Figure 4.

Collagen Transport Defects with ARCN1 KD

(A) Reduction of ARCN1 caused accumulation of type I collagen in total cellular lysates and reduction of type I collagen secretion. The type I collagen antibody (AB758) was from Millipore.¹³ For the measurement of culture supernatant type I collagen, skin fibroblast cell numbers were counted, and equal numbers were plated in culture flasks. The cells were changed to serum-free culture media for the final 24 hr, the time point at which the medium was harvested. One-tenth the volume of TCA was added and placed on ice for 30 min. The samples were centrifuged and precipitates were washed with ethanol. After the ethanol wash, the supernatants were dried and the remaining cell pellets were dissolved with SDS sample buffer for immunoblotting. TCA precipitation was performed four times, and consistent results were obtained. Two bands of type I collagen represent the bands for alpha 1 and alpha 2 type I collagen. Top larger band represents alpha 1 type I collagen, and lower smaller band represents alpha 2 type I collagen.

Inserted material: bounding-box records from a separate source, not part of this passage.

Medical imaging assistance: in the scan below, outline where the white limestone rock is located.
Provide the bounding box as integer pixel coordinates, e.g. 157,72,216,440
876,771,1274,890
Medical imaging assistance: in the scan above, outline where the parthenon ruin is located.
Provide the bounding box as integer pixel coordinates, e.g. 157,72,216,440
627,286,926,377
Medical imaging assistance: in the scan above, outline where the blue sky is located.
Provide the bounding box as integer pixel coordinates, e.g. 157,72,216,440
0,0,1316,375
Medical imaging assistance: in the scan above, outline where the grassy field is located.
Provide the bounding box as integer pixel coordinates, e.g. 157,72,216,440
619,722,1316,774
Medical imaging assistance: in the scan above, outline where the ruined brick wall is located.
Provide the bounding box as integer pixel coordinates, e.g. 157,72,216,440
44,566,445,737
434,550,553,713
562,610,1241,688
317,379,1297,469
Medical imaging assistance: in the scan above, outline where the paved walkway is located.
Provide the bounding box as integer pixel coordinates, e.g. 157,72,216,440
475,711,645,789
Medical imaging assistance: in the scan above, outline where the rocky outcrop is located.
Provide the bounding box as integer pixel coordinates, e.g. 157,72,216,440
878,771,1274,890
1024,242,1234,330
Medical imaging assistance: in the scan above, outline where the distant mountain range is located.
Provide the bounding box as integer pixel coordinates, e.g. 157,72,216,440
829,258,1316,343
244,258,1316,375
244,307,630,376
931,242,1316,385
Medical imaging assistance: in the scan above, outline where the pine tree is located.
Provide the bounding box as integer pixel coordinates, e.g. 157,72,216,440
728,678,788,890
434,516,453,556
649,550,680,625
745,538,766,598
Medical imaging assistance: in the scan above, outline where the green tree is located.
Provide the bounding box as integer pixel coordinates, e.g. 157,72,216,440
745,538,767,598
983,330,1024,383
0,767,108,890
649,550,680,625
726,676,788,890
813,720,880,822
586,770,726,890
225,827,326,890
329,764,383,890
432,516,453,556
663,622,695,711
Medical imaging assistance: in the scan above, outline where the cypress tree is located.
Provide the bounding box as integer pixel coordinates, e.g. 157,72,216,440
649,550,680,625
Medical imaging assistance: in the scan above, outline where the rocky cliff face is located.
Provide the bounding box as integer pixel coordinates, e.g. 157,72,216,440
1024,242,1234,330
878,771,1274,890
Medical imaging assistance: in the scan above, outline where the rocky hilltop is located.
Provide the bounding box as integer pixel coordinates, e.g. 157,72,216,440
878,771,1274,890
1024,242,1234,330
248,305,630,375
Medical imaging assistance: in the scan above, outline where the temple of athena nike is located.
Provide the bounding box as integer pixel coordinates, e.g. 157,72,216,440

(B) Brefeldin A (BFA; B5936, Sigma-Aldrich) treatment caused the intracellular accumulation of type I collagen. 10 uM of BFA was used. DMSO was added for control. The BFA treatment experiment was performed three times, and consistent results were obtained.

(C) COL1A1 and COL1A2 expression with ARCN1 KD. Slight reduction of COL1A1 expression was elicited with ARCN1 KD; however, the expression of COL1A2 remained unchanged. Gene expression was normalized against GAPDH expression. Gene expression relative to that of the control sample is shown. Data represent mean ± 2 SD. ^∗p < 0.05, ^∗∗∗p < 0.001, two-tailed t test. n = 3 technical replicates per group.